I want to help my clients. I want to stand at the top of the hill, guiding them through the treacherous path of their own struggles, lighting the way and holding their hand when they need it, because I know where the pitfalls are: I know where the ditch on the side of the road is, I know where the rabid dog hides behind the brush and where the ogre beneath the bridge lays, waiting to grab you by the ankle and drag you back to the depths of your own despair. I want to help the client who won’t take her medication because her family tells her only crazy people need that; I want to help the client who is afraid to come to therapy because someone might see them walking into the office; I want to help the one whose mother is so fearful of the stigma that she told her daughter to hide her treatment from the world and keep it a secret. But how can I help them fight the stigma if I’m afraid to face it myself? I can write it on a blog, I can film it on a YouTube clip behind the anonymous safety of my computer screen, so I should be able to say it face to face with people in the hub of mental health services.

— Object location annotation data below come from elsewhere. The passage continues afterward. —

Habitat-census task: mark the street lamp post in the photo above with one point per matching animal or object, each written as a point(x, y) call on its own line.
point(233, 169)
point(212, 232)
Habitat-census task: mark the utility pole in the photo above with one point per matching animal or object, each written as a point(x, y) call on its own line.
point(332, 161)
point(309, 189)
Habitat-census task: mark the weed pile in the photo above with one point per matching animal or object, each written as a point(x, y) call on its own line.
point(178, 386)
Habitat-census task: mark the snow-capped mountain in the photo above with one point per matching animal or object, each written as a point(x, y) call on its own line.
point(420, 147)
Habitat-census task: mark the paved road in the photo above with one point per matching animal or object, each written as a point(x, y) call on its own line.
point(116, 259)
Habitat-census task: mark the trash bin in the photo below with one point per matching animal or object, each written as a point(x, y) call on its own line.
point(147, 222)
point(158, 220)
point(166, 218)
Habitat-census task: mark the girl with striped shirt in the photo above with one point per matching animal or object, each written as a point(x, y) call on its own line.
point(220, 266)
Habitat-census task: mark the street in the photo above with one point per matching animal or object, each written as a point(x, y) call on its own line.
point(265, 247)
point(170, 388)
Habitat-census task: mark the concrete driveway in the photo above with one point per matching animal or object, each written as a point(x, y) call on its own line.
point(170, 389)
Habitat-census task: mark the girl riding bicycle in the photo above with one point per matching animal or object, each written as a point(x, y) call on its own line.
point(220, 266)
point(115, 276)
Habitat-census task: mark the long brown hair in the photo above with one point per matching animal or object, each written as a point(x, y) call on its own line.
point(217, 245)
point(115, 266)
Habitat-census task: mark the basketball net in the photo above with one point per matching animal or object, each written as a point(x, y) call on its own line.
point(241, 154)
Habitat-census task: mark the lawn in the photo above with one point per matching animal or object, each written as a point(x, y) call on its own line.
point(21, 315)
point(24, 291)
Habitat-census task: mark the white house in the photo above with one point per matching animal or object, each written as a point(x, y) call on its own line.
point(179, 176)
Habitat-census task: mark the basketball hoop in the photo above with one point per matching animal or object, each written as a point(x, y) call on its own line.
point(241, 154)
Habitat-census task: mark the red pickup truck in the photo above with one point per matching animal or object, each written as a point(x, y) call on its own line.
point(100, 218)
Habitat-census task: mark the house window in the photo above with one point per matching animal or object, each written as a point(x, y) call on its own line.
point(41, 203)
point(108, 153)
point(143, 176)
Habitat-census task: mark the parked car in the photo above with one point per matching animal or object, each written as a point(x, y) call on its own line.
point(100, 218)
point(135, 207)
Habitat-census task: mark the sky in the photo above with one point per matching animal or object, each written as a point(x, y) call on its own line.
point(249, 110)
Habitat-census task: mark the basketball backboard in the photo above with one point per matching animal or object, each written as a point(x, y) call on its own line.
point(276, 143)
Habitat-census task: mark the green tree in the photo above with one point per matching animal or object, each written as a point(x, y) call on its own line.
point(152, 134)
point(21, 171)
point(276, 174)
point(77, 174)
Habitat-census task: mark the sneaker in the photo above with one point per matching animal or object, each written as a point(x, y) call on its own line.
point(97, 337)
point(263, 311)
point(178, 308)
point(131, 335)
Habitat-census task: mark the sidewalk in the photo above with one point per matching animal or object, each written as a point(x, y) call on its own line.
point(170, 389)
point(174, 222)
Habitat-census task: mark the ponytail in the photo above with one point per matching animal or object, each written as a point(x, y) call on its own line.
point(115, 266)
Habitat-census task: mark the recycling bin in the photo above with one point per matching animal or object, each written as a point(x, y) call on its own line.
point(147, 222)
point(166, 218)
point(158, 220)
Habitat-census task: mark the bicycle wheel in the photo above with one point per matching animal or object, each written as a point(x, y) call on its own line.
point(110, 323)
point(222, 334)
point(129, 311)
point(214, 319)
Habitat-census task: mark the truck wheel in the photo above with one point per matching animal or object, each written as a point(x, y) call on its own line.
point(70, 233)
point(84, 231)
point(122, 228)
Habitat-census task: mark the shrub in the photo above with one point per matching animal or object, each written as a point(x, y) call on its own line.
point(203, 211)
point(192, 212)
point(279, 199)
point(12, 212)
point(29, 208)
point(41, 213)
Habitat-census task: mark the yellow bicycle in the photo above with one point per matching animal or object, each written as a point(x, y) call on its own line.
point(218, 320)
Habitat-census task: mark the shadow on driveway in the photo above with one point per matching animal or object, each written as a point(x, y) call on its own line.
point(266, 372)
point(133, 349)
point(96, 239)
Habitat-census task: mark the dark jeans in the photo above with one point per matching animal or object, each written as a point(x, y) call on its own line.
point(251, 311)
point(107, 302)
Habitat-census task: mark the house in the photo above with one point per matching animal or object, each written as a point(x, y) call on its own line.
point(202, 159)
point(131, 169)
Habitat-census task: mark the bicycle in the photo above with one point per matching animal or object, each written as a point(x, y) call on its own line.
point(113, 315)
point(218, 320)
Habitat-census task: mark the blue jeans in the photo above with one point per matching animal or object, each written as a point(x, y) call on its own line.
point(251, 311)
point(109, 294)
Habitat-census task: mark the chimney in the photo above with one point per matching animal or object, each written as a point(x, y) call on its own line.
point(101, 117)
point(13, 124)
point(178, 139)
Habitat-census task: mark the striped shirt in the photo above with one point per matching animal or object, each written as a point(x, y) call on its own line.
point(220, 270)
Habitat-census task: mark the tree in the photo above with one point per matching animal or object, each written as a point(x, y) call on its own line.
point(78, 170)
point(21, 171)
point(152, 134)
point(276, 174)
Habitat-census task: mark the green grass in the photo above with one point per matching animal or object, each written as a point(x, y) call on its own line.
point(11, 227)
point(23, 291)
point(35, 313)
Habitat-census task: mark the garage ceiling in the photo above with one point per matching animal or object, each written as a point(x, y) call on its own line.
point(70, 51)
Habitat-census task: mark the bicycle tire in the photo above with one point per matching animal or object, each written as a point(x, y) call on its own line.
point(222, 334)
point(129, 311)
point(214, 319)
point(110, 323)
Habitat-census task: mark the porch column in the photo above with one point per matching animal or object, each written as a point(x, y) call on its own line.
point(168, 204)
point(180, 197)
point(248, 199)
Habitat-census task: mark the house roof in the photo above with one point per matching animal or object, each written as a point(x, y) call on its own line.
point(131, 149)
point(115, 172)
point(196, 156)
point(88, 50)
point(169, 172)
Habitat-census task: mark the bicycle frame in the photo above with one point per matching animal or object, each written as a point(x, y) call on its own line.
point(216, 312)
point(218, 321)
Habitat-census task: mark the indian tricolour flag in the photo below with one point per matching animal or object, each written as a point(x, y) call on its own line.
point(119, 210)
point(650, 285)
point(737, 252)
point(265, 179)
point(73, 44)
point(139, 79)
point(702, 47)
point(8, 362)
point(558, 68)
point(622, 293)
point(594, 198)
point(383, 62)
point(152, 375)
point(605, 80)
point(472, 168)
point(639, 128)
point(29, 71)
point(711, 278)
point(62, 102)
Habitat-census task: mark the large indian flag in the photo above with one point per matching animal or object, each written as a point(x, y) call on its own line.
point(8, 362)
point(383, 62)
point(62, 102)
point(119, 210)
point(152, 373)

Besides, why should a counseling agency fear recovered crazies working for them? This therapy stuff is supposed to work, right? Otherwise, what the hell are we doing here?


*Please note that if this blog indicates in any way that I’m the unorthodox therapist, I am. And I’m not politically correct either. I truly believe that you can take a powerful word and disarm it by using it comfortably and often. I have no problem with using the word “crazy” to describe my experience and my state of mind when I was, well crazy, and I think if we can take back the power of the word, this too, will reduce the stigma of mental illness. Crazy just means chaotic, and that’s what life usually is for people who are struggling emotionally and psychologically. Embrace your crazy. It will make you stronger, it will make you a fighter, and it will make you a survivor. No one can take that away from you.